After a long night of karaoke, izakaya hopping, and suspiciously strong umeshu to impress the boss, our beloved salaryman is on a mission: to get home before sunrise.

Unfortunately, he's still quite drunk. Due to his wobbly state, he can only take up to three consecutive steps in the same direction. If he tries a fourth, he trips, falls, and passes out on the spot.

You're given a grid representing the city. Each cell is either an open tile (.) or a wall (#). The salaryman starts at position S and must reach his apartment at position E. From any open tile, he can move one cell up, down, left, or right but never more than three times in a row in the same direction.

Your task is to determine the minimum number of steps required for the salaryman to reach his home safely without breaking the movement rule. If no valid path exists, return -1.

Input

The first line contains two integers H and W (1 ≤ H, W ≤ 100): the height and width of the maze.
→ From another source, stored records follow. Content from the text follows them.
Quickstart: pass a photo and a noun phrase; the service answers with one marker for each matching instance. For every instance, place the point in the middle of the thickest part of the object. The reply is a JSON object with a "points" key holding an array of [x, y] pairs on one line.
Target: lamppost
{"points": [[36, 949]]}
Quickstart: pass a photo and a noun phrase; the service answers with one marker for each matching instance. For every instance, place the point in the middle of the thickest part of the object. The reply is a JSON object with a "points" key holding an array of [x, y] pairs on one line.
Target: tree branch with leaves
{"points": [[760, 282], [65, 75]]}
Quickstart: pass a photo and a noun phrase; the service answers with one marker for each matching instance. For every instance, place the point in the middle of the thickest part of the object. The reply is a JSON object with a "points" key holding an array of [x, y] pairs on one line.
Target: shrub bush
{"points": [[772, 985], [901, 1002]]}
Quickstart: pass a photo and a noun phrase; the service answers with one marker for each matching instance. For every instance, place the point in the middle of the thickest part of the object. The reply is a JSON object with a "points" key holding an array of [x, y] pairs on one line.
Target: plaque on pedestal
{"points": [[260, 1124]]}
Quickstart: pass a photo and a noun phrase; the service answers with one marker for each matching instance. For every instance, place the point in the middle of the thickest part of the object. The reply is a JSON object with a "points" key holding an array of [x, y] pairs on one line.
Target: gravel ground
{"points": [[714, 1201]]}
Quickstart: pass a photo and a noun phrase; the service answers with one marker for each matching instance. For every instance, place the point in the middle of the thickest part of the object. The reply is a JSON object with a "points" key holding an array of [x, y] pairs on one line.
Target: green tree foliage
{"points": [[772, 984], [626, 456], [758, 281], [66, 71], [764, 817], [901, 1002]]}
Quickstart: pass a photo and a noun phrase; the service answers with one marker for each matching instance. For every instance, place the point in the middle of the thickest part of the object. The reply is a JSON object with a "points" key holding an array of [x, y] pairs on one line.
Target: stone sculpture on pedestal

Each of the next H lines contains a string of length W, consisting of the characters '.', '#', 'S', or 'E':

• . : open tile
• # : wall
• S : starting position (appears exactly once)
• E : target position (appears exactly once)

Output

Print a single integer, the minimum number of steps required to reach E from S, without violating the movement restriction.

Example

Sample Input:

3 8
########
S......E
########

Output:

11

Explanation:

A sober salaryman might do this in 7 steps, but you're zigzagging your way across town like a malfunctioning Roomba. The shortest valid path takes 11 steps under the "three-step" wobble rule. After going right three steps, you go back one step, then right three more, and finally down to reach home. Remember, no more than three steps in the same direction or you'll end up face-first in a puddle of last night's regrets!

Sample Input:

5 5
#####
S#E.#
.##.#
....#
#####

Sample Output:

8